Egypt rules with the whip and chain

Moses free my people again!

We're all working for the Pharaoh


Pharaoh he sits in his tower of steel

Around his feet the princes kneel

Far beneath we shoulder the wheel

We're all working for the Pharaoh


I tell my students I do not work for the record company, but every time I put a popular song lyric on an exam or class weblog. some of my students buy the CD. I work for, and you pay tuition to, what my father would call a scab university.

Is Richard Thompson right? Are we all working for the Pharaoh? If so, what should we do about it?

As always, thanks!

Jerome Bauer



intellectual property?

Posted: 02-19-2005 01:06 AM

Dear friends,

On my Telesis pages, I have quoted from Woody Guthrie and Richard Thompson, lyrics critical of the capitalist system. I have done so without obtaining or asking permission. In my judgment it would be inappropriate to do so, and unnecessary since in my judgment this comes under educational Fair Use as codified in US copyright law.[Note 1]

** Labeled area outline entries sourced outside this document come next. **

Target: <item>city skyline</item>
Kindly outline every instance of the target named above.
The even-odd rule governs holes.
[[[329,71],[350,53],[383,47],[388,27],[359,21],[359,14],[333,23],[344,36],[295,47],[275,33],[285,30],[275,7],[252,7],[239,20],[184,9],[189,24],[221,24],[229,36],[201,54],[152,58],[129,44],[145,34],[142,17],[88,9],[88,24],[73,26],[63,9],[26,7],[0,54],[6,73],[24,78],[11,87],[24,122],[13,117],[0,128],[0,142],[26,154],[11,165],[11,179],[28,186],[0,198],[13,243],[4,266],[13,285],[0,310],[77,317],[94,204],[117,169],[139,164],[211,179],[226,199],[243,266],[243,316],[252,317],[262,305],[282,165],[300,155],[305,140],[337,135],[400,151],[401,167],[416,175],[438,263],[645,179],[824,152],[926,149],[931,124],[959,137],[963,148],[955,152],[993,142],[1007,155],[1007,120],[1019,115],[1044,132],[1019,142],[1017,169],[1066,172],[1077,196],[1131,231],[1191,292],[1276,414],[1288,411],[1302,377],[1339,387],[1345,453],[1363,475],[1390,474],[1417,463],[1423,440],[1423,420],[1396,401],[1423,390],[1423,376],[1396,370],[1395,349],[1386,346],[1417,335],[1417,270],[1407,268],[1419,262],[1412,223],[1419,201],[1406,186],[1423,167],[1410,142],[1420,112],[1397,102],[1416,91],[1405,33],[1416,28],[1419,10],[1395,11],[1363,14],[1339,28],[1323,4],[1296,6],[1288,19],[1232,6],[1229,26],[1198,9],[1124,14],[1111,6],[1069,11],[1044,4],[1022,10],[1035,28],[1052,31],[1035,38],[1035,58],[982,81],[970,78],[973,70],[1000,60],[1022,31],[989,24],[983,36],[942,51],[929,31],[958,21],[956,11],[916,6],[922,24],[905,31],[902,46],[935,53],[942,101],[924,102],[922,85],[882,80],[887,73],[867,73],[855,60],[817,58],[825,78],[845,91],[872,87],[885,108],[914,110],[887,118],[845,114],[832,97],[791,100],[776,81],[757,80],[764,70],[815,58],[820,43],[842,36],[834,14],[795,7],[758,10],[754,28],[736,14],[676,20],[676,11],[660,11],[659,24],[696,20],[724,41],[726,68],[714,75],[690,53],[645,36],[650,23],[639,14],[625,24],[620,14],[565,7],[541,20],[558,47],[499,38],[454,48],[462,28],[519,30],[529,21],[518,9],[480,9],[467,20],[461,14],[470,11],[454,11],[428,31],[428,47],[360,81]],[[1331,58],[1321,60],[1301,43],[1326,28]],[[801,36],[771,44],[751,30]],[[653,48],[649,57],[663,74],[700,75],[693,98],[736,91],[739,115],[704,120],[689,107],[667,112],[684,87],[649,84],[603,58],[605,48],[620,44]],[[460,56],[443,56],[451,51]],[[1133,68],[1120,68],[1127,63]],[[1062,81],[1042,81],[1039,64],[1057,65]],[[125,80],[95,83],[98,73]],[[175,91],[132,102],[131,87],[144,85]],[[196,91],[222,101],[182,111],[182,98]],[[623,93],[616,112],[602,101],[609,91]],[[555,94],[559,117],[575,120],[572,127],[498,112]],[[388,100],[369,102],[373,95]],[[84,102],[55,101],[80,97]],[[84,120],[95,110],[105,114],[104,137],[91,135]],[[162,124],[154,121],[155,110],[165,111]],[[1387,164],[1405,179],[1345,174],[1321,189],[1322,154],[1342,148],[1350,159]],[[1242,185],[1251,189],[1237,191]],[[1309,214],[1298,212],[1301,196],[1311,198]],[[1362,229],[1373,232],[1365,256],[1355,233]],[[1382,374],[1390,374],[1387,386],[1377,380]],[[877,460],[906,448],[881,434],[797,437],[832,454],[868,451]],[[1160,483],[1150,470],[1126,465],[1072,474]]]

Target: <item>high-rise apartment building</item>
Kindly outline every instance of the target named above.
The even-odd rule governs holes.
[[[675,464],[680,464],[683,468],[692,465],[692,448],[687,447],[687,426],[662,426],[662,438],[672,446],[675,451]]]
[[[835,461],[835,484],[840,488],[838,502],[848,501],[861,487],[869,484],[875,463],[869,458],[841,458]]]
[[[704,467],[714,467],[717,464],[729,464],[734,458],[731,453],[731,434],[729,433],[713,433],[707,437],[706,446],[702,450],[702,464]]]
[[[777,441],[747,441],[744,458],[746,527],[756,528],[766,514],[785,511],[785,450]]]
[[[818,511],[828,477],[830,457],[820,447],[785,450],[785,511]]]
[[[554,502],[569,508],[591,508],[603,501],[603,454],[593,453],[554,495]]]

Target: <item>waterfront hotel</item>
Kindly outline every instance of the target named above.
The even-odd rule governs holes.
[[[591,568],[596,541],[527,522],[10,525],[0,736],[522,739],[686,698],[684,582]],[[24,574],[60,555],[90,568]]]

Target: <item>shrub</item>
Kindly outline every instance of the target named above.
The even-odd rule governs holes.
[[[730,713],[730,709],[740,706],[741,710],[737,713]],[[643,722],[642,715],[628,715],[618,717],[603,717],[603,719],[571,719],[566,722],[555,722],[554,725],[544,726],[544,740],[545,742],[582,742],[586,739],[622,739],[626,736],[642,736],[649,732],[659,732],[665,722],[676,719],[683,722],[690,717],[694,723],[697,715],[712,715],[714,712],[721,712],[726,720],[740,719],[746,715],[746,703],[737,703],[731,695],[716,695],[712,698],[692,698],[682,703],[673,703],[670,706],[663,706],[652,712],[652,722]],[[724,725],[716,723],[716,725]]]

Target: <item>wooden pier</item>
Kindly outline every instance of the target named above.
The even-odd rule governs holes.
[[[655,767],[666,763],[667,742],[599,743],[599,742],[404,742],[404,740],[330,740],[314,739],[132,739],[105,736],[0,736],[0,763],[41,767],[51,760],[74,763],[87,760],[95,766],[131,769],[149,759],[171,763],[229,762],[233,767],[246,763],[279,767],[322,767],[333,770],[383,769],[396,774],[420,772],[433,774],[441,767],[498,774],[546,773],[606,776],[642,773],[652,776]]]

The 2003 Book of Common Readings had a long section about illegal downloading of MP3 music and other copyright violations by students. The point of the book was clearly to teach students to respect the concept of intellectual property. As discussion leader, I felt it was my duty to do just the opposite: to teach my students to question this.

Indians are outraged by the patent granted to an American pharmaceutical company for Ayurvedic medicinals. Ayurveda, according to Hindu tradition, is a gift of God. Ultimately, we are all One (Brahman), so "ownership" is an ignorant, selfish illusion, like the rest of the phenomenal world.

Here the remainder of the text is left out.